Converged Storage Networks: The Dark Side

Also if it is possible to have a shared network infrastructure both for the storage and the networking, it does not mean that it’s always recommended: a dedicated storage network simplifies the troubleshooting and can minimize throughput bottlenecks.

But with the introduction of 10Gb Ethernet, the bandwidth has become enough to make convergence possible. Anyway, you have to plan that kind of solutions very carefully and work with new standards specific for those kinds of converged networks.

Note that “converged networks” it’s also referred to another type of network protocol sharing: like using VoIP to share the LAN with the phone network.

FC over Ethernet (FCoE)

FCoE is an encapsulation protocol that enables the transport of FC storage traffic over Ethernet frames.

FCoE frames use an EtherType of 0x8906 and FCoE Initialization Protocol (FIP) uses an Ethertype of 0x8914. FIP enables FCoE SAN traffic and legacy LAN Ethernet traffic to be carried on the same link.

FC frames are encapsulated in an Ethernet frame and sent from one FCoE-aware device across an Ethernet network to a second FCoE-aware device.

The FCoE-aware devices may be FCoE end nodes (E-nodes) such as servers, storage arrays, or tape drives on one end and FCoE Forwarders on the other end.
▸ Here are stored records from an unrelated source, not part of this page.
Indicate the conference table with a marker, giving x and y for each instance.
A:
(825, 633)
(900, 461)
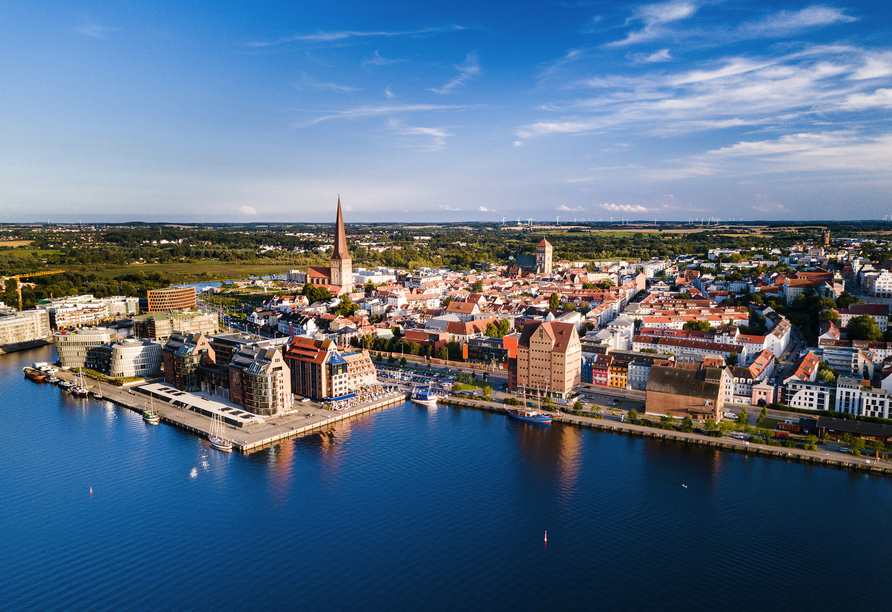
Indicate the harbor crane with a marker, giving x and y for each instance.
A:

FCoE Forwarders are switches that provide SAN fabric services and may also provide FCoE-to-FC bridging.

CNA

Converged network adapter (CNA), also called a converged network interface controller (C-NIC), is a network card that combines the functionalities of a traditional Network Interface Controller (NIC) with other storage-specific functions, like FCoE or iSCSI Host Bus Adapter (HBA).

In other words, it “converges” access to, respectively, a storage area network and a general-purpose computer network.
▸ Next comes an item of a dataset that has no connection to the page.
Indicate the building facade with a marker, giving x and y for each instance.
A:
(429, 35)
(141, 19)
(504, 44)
Early products were marketed around 2005 with the term C-NIC which combined iSCSI storage functionality with Gigabit Ethernet. But it’s only with the 10 Gbps NICs that CNA has become popular.

Initially for FCoE:

By Abisys – Own work, CC BY 3.0, https://commons.wikimedia.org/w/index.php?curid=6733983

Why to converge?

Convergence takes the best of both and allows for lossless Ethernet traffic to allow block-based transmission and allows applications that lend themselves to block-based I/O – for example, larger structured databases, which will be ideal candidates for this new converged Network. Convergence simplifies the infrastructure, which facilitates the deployment of high availability solutions and provides the underlying foundation for service-oriented, utility-based computing.
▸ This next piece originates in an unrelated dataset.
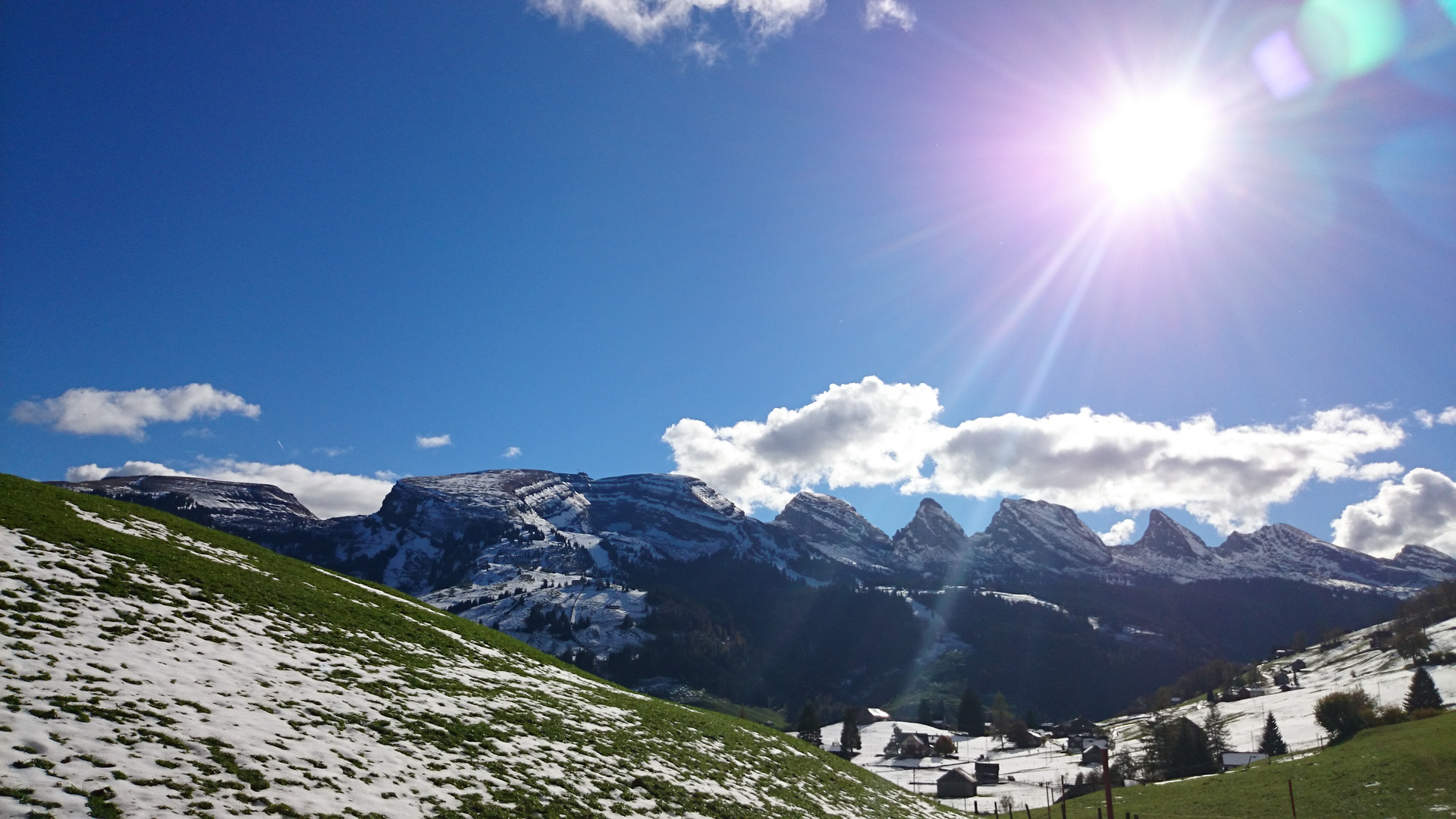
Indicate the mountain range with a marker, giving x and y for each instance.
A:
(156, 668)
(648, 576)
(438, 531)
Sometimes is just a need: if you have only two 10 Gbps (or higher) NICs and you cannot (or want) add new cards on your server, the converged solutions maximize your investments, simplify cabling, provide good flexibility.

Also, traditional and legacy architectures limit the growth of data centers in applications, servers, storage, and network traffic. Converged networks can provide customers with a long-term, future-proof strategy to develop a single, converged data center fabric with the flexibility and performance that scales.

Why not?

Dedicated storage networks remain simples to operate just because you have two different silo’es and if you already have separate teams for storage, network and virtualization remain the simplest options.

Converged networks could be a mess when you still have separated teams or if you don’t have specific converged skills. Network skills are not enough and you have to learn more on new protocols and the possible issues that you can have in converged networks.

Converged networks present some challenges and the key aspects that you must address properly are:

More software depending, mean that you need to check your compatibility properly
Share at physical level, isolate at logical level
Define the right QoS and enforce it otherwise, you blend your different traffics
Use proper switches, full rate is not enough for converged networks

Without those guidelines, converged network can just work, but not properly or with the right service.

Drivers are the key

CNA cards are mostly driven by software elements, including the drivers (one for the network part, and one for each storage functions).

To verify the right match between the firmware (on the card) and the drivers’ version is crucial, to avoid unexpected behavior and issues.

Ethernet is not storage-friendly

The biggest issues for Ethernet storage traffic are the collisions at layer 2 (you can avoid them by using dedicated full rate switches), IP fragmentation (you can avoid it by using the right MTU on the entire communication chain) and the TCP retransmissions.

This implies several risks in using traditional network concepts and configuration in converged solutions.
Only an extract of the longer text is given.